Now one more thing to discuss is that it is mentioned in the question that you cannot visit a cell twice. So in order to make sure that we visit one cell only once we will be changing the value of that current cell before making calls. Don’t forget to place the value back in the grid once your calls are over!
We have discussed the approach to this problem word search clearly. Now please try to code it on your own only then you will be able to learn to code.

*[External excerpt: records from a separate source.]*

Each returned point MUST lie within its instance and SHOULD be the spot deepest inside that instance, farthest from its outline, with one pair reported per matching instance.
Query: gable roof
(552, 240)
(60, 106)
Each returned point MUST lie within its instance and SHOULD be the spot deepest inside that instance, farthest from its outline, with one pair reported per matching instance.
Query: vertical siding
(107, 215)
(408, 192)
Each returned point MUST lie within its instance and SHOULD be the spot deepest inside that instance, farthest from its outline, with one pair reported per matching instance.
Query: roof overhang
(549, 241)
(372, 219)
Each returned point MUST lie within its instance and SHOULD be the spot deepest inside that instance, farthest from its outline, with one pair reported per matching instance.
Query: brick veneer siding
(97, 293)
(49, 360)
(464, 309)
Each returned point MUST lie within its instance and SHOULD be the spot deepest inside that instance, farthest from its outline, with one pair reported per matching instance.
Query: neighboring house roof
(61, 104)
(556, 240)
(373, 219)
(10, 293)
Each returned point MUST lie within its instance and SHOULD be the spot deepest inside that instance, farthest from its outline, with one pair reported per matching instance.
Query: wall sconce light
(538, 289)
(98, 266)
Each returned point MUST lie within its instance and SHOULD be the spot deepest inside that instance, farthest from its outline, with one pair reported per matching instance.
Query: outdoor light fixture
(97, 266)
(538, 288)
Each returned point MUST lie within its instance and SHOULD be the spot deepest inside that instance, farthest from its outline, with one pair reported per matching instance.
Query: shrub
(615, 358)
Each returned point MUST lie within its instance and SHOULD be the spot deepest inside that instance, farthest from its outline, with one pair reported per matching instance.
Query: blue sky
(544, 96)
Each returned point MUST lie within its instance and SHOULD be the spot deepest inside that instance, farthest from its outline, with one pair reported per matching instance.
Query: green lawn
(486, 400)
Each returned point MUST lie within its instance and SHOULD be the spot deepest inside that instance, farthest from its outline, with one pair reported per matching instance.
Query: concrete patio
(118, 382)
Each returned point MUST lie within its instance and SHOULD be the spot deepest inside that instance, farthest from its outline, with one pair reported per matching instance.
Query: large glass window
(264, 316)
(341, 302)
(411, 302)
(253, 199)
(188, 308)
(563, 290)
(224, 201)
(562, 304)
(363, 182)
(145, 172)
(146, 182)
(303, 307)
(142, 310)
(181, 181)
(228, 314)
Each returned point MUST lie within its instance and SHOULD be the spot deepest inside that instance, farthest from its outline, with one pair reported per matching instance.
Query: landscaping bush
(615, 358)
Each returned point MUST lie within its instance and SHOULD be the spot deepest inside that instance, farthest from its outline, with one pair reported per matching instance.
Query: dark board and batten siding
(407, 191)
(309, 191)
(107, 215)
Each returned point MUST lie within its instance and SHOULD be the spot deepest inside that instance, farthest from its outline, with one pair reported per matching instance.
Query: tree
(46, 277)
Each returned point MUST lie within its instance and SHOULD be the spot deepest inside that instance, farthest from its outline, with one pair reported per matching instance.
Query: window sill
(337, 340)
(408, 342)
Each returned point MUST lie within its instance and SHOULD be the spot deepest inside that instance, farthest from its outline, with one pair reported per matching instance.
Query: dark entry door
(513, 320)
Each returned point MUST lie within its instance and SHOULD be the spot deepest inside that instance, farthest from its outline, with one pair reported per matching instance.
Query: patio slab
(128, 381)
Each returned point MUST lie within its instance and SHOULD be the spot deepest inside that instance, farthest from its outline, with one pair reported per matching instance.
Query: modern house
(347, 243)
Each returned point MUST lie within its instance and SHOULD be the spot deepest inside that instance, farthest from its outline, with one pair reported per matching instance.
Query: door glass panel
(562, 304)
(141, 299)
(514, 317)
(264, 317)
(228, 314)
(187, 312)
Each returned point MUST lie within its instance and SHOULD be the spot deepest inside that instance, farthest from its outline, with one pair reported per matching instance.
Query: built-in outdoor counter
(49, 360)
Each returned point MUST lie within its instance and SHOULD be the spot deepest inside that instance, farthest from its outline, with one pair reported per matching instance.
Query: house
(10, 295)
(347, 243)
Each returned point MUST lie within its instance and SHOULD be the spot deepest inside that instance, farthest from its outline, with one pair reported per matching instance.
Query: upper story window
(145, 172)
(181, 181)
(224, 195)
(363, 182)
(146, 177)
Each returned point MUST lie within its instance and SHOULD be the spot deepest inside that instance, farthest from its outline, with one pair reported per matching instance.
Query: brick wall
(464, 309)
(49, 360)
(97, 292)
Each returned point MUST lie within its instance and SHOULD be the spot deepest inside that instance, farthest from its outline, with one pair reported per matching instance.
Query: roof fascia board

Okay, so you tried coding it out on your own? Great! Let’s see how we have written code for this problem:-
Implementation in C++
#include <bits/stdc++.h>
using namespace std;
bool searchWord(vector < vector < char >> & board, string word, int startX, int startY, int n, int m) {
// If the string given to search is empty
if (word.size() == 0) {
return true;
}
// If the call is made to the cell beyond the boundary of the 2-D grid
if (startX < 0 || startX >= n || startY < 0 || startY >= m || board[startX][startY] != word[0]) {
return false;
}
// Storing the character placed at current cell in the board
char c = board[startX][startY];
// Replacing the character so that call cannot be made twice to a cell
board[startX][startY] = '*';
// Making calls in all four directions that are adjacent to the current cell
bool ans1 = searchWord(board, word.substr(1), startX, startY + 1, n, m);
bool ans2 = searchWord(board, word.substr(1), startX, startY - 1, n, m);
bool ans3 = searchWord(board, word.substr(1), startX + 1, startY, n, m);
bool ans4 = searchWord(board, word.substr(1), startX - 1, startY, n, m);
// Placing the character back in the board
board[startX][startY] = c;
// If answer of any of the four calls comes out to be true
if (ans1 || ans2 || ans3 || ans4) {
return true;
}
// If the answer of all four calls comes out to be false
else {
return false;
}
}
bool exist(vector < vector < char >> & board, string word) {
int n = board.size();
int m = board[0].size();
int i = 0;
int j = 0;
for (i = 0; i < n; i++) {
for (j = 0; j < m; j++) {
// Checking if grid contains the first character of the string
if (board[i][j] == word[0]) {
// Calling the function for rest of the string
bool ans = searchWord(board, word, i, j, n, m);
// If ans comes out to be true
if (ans == true) {
return true;
}
}
}
}
return false;
}
int main() {
int n, m;
cin >> n >> m;
// Taking input of the 2-D grid
vector < vector < char >> board(n, vector < char > (m));
for (int i = 0; i < n; i++) {
for (int j = 0; j < m; j++) {
char elem;
cin >> elem;
board[i].push_back(elem);
}
}
string word;
cin >> word;
// Calling the function
bool ans = exist(board, word);
if (ans)
cout << "true";
else
cout << "false";
return 0;
}
Input:
3
4
A
B
C
E
S
F
C
S
A
D
E
E
ABCCED
Output:
true
Complexity Analysis
Time Complexity: The time complexity of this approach will be O(N * M * 4 * length(‘word’)), where ‘N’ refers to the number of rows in the 2-D grid and ‘M’ refers to the number of columns in the 2-D grid. All the cells of the 2-D grid will be visited and traversed in all 4 directions, where ‘N’ and ‘M’ is the size of the grid so time complexity is O(M * N).
Space Complexity: The space complexity will be O(1) as we are not taking up any extra space here.